West Virginia University President Gordon Gee and former Ohio Gov. John Kasich are creating a nonprofit that will fight to steer cash from any national opioid settlement to hospitals, rather than to local and state governments already sparring for control of the dollars.

COLUMBUS, Ohio: West Virginia University President Gordon Gee and former Ohio Gov. John Kasich are creating a nonprofit that will fight to steer cash from any national opioid settlement to hospitals, rather than to local and state governments already sparring for control of the dollars.

Gee and Kasich say Citizens for Effective Opioid Treatment, a 501(c)4 organization to be announced Thursday, will educate policymakers and the public about the negative impact the opioid epidemic has had on health care infrastructure and advance health-related research solutions to the crisis.

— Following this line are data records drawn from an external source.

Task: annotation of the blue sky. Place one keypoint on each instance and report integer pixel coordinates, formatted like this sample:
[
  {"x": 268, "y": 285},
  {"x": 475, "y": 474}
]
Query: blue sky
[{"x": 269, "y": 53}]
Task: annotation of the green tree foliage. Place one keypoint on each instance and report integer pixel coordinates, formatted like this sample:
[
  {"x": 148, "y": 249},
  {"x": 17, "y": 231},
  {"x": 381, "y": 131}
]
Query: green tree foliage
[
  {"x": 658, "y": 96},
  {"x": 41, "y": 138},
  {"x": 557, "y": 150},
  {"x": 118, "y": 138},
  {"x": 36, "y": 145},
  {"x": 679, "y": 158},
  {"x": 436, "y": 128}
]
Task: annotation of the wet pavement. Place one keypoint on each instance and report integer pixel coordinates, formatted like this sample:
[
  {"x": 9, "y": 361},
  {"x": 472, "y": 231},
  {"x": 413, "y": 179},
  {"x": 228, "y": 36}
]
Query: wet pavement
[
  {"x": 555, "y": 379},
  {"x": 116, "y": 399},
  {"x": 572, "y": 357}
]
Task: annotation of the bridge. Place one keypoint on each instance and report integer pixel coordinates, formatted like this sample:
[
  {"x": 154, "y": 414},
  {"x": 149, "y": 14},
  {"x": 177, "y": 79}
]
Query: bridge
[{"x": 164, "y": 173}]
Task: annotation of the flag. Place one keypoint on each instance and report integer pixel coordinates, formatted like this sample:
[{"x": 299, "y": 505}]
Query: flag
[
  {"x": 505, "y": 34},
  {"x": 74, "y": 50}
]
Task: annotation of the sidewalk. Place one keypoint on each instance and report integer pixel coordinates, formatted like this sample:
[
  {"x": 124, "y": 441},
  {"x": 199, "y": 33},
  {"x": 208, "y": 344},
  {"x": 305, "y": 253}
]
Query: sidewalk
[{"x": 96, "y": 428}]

"It's an educational effort," Gee said. "We want to help people understand that this is a crisis and that the caregivers — the hospitals, in particular — are really leading the charge in order to be able to both give care and solve the problem."

The duo's plan is the latest move in a tug-of-war over what to do with the potential billions that could flow from a national opioid settlement with drugmakers and distributors if one is reached. Some individual settlements with counties and states have already been reached and larger pharmaceutical companies could yet cut deals as the clock ticks toward the first trial, which is set for October.

Local governments are asking the Cleveland-based federal judge who is overseeing the majority of more than 2,000 lawsuits over the toll of opioids to let them distribute the money among themselves. They say being able to negotiate as a group on behalf of all or most local governments would make it possible to reach a deal with the industry. They argue the crisis has hit local governments especially hard as they've needed to spend more on police, jails and other programs.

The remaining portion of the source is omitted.